Why My PyTorch Diffusion Model Was Slow — and How I Made It 3× Faster

digitado ⋅ 25 de March de 2026

Training a Diffusion Model — even on a “simple” dataset like MNIST — is a trial by fire for your hardware. You expect the GPU to do the heavy lifting, but more often than not, your expensive silicon is sitting idle, waiting for a sluggish pipeline to throw it a bone.

I recently took a DDPM (Denoising Diffusion Probabilistic Model) U-Net and put it through a rigorous optimization gauntlet. What started as a sluggish 3 minute and 10 second epoch ended in a lightning-fast 1 minute and 9 seconds (stabilizing at 1:15 under thermal load).

This is a ~60% speedup.

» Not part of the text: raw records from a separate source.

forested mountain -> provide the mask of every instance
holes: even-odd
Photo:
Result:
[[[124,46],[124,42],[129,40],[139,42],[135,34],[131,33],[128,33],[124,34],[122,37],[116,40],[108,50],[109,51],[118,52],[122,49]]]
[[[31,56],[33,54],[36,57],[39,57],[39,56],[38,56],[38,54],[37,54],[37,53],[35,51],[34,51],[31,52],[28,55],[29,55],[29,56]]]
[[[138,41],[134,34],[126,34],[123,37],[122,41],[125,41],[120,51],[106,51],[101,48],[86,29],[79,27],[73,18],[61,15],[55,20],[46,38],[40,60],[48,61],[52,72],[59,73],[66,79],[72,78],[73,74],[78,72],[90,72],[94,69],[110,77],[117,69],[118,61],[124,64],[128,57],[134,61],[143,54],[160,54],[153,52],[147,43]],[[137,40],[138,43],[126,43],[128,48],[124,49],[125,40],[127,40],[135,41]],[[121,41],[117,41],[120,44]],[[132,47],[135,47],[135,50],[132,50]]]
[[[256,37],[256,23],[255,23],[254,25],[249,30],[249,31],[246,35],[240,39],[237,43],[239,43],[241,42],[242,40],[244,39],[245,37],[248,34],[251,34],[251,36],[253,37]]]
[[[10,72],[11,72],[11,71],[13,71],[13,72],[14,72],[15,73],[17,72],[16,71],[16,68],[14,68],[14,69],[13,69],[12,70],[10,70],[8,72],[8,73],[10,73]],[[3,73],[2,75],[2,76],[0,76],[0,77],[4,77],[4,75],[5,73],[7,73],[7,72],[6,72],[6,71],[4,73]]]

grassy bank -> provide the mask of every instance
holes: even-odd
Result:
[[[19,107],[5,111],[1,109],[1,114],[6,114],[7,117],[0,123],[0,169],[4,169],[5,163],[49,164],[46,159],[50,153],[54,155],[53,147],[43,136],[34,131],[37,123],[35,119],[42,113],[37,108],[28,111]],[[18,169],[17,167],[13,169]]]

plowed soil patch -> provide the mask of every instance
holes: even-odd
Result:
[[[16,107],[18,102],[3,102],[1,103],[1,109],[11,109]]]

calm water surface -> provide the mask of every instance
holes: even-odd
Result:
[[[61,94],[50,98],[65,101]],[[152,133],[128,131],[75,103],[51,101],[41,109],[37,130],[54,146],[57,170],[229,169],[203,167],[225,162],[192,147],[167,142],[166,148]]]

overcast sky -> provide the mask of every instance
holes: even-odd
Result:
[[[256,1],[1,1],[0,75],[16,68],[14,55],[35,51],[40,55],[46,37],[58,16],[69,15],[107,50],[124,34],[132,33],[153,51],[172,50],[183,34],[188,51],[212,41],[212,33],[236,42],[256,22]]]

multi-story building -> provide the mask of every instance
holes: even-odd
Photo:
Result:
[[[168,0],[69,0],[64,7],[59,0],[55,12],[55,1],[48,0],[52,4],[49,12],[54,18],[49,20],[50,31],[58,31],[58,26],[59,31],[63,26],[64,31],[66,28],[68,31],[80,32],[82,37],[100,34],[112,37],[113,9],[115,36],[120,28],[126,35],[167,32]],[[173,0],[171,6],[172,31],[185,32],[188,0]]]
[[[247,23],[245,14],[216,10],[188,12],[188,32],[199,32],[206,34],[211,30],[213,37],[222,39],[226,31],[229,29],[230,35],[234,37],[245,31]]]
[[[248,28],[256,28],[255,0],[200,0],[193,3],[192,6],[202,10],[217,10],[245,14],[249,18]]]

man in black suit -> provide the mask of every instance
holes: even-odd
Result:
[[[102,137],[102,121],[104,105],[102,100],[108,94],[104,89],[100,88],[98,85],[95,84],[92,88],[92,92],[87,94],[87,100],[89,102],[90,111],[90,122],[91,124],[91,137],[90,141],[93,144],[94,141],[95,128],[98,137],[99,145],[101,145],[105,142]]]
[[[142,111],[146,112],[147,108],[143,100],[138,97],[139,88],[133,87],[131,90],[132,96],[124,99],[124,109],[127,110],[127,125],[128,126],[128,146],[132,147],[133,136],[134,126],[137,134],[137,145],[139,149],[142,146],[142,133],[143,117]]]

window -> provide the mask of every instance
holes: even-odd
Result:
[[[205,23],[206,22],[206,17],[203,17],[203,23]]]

Here is the detective story of how I hunted down the bottlenecks and crushed them in five distinct phases.

Code: 👉 Diffusion Model Optimization (Code)

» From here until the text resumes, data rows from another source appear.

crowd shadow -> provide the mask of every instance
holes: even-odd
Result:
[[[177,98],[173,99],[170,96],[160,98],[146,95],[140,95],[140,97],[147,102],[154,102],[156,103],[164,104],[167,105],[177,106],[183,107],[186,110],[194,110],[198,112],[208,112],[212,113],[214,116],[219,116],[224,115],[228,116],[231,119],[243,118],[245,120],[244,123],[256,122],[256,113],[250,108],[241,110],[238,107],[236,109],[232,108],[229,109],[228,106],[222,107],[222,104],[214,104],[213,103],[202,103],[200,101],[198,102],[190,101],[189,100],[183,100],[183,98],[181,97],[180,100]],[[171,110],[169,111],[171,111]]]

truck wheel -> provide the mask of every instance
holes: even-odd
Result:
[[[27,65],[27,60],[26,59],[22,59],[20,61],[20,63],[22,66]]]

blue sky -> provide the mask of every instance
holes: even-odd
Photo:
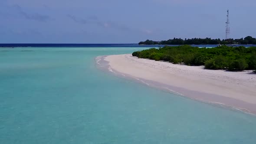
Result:
[[[0,0],[0,43],[256,37],[255,0]]]

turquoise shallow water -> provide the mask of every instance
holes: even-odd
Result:
[[[102,71],[145,48],[0,49],[0,144],[255,144],[256,117]]]

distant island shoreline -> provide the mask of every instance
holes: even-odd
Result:
[[[228,39],[221,40],[220,39],[212,39],[209,38],[205,39],[192,38],[185,39],[174,38],[167,40],[154,41],[147,39],[144,42],[140,42],[139,45],[256,45],[256,38],[251,36],[247,36],[245,38],[233,39]]]

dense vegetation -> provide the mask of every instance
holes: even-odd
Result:
[[[256,47],[223,46],[207,49],[189,45],[165,46],[135,52],[132,56],[174,64],[204,65],[206,69],[212,69],[256,70]]]
[[[168,40],[163,40],[160,42],[147,40],[144,42],[139,43],[139,45],[217,45],[217,44],[256,44],[256,39],[250,36],[246,36],[244,39],[229,39],[220,40],[220,39],[211,39],[194,38],[185,40],[174,38]]]

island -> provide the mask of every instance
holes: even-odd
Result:
[[[183,40],[181,38],[174,38],[167,40],[161,41],[154,41],[147,39],[144,42],[140,42],[139,45],[217,45],[217,44],[256,44],[256,38],[251,36],[248,36],[239,39],[228,39],[221,40],[220,39],[211,39],[206,38],[205,39],[193,38],[185,39]]]

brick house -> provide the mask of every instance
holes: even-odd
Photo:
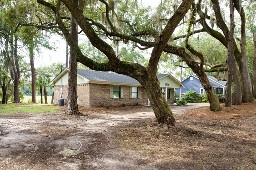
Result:
[[[69,70],[64,69],[50,83],[54,86],[54,104],[60,98],[67,98]],[[168,103],[173,104],[174,89],[185,86],[169,74],[158,74],[157,77]],[[139,83],[123,74],[78,69],[77,87],[78,104],[85,107],[135,103],[149,105]]]

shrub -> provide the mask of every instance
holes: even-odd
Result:
[[[206,94],[201,94],[200,96],[201,96],[201,101],[202,102],[209,102]]]
[[[187,102],[191,103],[193,102],[194,101],[194,99],[197,98],[198,97],[198,94],[195,91],[192,91],[190,89],[188,91],[187,91],[187,92],[185,94],[185,100],[187,101]]]
[[[220,103],[225,103],[225,97],[226,95],[219,94],[216,94],[216,96],[218,98]]]
[[[185,100],[181,100],[180,101],[177,102],[176,104],[178,106],[184,106],[187,105],[187,101]]]

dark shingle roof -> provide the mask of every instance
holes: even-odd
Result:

The Pre-Flight Check: The Cloud I/O Trap

Before the first epoch even began, I walked right into a massive bottleneck regarding cloud data management in Google Colab.

Initially, I considered uploading the unzipped dataset folder directly to Google Drive, or uploading the ZIP and extracting it directly into the mounted Drive. Do not do this. It presents two agonizing problems:

Transfer Latency: Uploading or extracting 60,000 individual small files to a cloud drive takes forever because of the massive overhead of creating thousands of file metadata entries over a network.
Access Latency: Accessing images from a mounted Drive one-by-one during training is brutal. Every “read” request must travel over the network, turning millisecond disk reads into a process that takes hours.

The Fix: I uploaded a single, compressed ZIP file to Google Drive, but copied and extracted it directly into Colab’s local runtime environment (/content/). This reduced a multi-hour data-prep nightmare to just a few seconds, ensuring the training loop accessed files directly from local SSD storage.

The Baseline & The “More Batch Size” Delusion

The Setup: 2-core CPU, 15 GB GPU (Google Colab T4, 68 Streaming Multiprocessors).

The Stats: 3:10 per epoch with a batch size of 64. VRAM usage was hovering around 5GB

Like any reasonable engineer with spare VRAM, I thought: “If I just double the batch size to 128, the GPU will process more at once and finish faster.”

The Reality Check: The time didn’t budge. Not by a single second.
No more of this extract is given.